Throughout “The Chrysanthemums” scissors connote a sense of masculine power and control. Elisa is rarely without her scissors throughout most of the story. She has a special pocket in her apron devoted to her scissors and she uses them in her chrysanthemum garden to cut down the previous season’s growth. In her garden, Elisa’s “short and powerful scissors” serve as a phallic symbol, causing her feminine work to appear “over-eager” and “over-powerful.” That she uses scissors to trim the plants at once suggests a certain stifling of her potential, and an assertive care that allows for new growth. When the tinker arrives on Elisa’s property, much of their conversation revolves around scissors. Steinbeck draws additional attention to the tool by misspelling “sisors” on the side of the tinker’s wagon, and the tinker boasts about his ability to sharpen even the dullest of blades: “Most people just ruin scissors trying to sharpen ‘em, but I know how.” Given the previous connotation of the tools with masculinity, this suggests a certain manly prowess, even as the misspelling subtly mocks the tinker’s expertise in contrast to Elisa’s. No matter how adept Elisa may be with the tools, however, their power is unavailable to her specifically because of her gender; even as she insists she can “sharpen scissors too,” the tinker tells her his lifestyle “would be a lonely life for a woman.”

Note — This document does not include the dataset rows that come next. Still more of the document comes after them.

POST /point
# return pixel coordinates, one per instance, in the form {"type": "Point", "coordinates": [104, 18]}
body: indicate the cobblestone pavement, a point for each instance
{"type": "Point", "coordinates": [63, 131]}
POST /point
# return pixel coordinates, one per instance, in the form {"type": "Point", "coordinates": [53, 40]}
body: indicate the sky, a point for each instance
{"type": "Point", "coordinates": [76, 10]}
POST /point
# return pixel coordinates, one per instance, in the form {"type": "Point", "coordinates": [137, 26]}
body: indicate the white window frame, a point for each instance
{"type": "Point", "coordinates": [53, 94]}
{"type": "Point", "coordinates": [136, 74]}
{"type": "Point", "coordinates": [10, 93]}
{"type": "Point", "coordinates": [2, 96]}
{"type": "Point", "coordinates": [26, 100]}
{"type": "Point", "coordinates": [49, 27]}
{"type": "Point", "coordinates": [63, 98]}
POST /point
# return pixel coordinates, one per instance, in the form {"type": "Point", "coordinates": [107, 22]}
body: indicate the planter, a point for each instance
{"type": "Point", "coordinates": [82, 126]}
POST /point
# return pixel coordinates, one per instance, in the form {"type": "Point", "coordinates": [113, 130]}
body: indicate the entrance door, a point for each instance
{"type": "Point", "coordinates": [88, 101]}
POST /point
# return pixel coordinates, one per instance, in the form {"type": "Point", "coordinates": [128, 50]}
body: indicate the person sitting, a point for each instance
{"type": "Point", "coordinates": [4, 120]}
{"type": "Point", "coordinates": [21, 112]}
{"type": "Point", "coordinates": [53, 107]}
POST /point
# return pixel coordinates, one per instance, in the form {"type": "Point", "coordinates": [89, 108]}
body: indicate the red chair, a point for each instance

Scissors Quotes in The Chrysanthemums
She was thirty-five. Her face was lean and strong and her eyes were clear as water. Her figure looked blocked and heavy in her gardening costume, a man’s black hat pulled low down over her eyes, clodhopper shoes, a figured print dress almost completely covered by a big corduroy apron with four big pockets to hold the snips, the trowel and scratcher, the seeds and the knife she worked with.